Introduction

Aldehydes receive an increasingly considerable concern due to their potential adverse health effects and environmental prevalence; various aldehydes can be recognized as biomarkers of cancer diseases [1]. The toxicity of low molecular aldehydes to humans and animals is well known as a result [2]. There are many possible aldehydes sources for humans, such as aldehydes of environmental or occupational concerns, dietary and formed endogenously aldehydes by intermediary metabolism, and drugs that are aldehydes or that form reactive aldehyde metabolites that cause side-effect toxicity [3]. The analysis of exhaled breath has been used to noninvasively obtain information about inflammatory processes within the lung. The exhaled breath contains a complex mixture of volatile organic compounds (VOCs), which can be detected using different methods. The development of highly sensitive and selective techniques with trace-level detection and unequivocal analyte identification capabilities is becoming increasingly desirable in analytical chemistry [4]. In recent years, a range of spectrometric techniques have been deployed to investigate human breath with studies being initiated into different diseases, infections, cancer and more general point of care and intensive care applications [512].
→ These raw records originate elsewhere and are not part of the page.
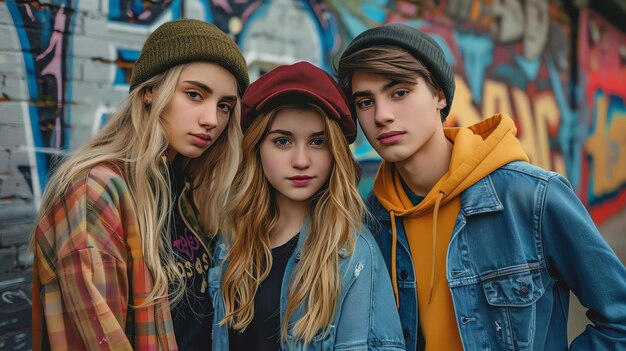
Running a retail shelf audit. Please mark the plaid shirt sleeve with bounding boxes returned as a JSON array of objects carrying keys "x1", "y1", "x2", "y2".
[{"x1": 33, "y1": 166, "x2": 132, "y2": 350}]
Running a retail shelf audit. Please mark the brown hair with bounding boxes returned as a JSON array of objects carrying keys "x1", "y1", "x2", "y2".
[{"x1": 335, "y1": 45, "x2": 446, "y2": 122}]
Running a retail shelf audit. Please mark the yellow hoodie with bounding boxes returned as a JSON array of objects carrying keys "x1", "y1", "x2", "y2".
[{"x1": 374, "y1": 114, "x2": 528, "y2": 350}]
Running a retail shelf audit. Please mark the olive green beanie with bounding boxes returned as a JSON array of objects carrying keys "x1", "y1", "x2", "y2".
[{"x1": 130, "y1": 19, "x2": 250, "y2": 96}]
As a result, the analysis of aldehydes in biological samples (mainly blood) has obtained much attention due to their directly being related to the internal activities [1]. Many methods for the detection of aldehyde in samples have been reported, such as fluorometry, spectrophotometry, high-performance liquid chromatography (HPLC), gas chromatography, headspace-solid phase microextraction gas chromatography–mass spectrometry (HS-SPME- GC–MS) [2, 1317] and ion mobility spectrometry (IMS) [18]. Rapid determination of different compounds by IMS devices has nowadays become a routine technique [19]. This fast and low-cost method has become an ideal technique for the fast and sensitive detection of trace quantities of volatile organic and inorganic compounds such as: explosives [2022], drugs [23, 24], metal [25], biological compound [2629], and volatile environmental pollutants[3032], VOCs obtained from bronchoscopic sampling of breath [33]. Breath samples taken within the lung during bronchoscopy and to search for significant differences between signals arising from the tumor site compared to those from the collateral lung [33]. Two different types of IMS, such coupled to multi-capillary columns (MCC/IMS) [3437] and differential mobility spectrometers [12, 38, 39] were reported.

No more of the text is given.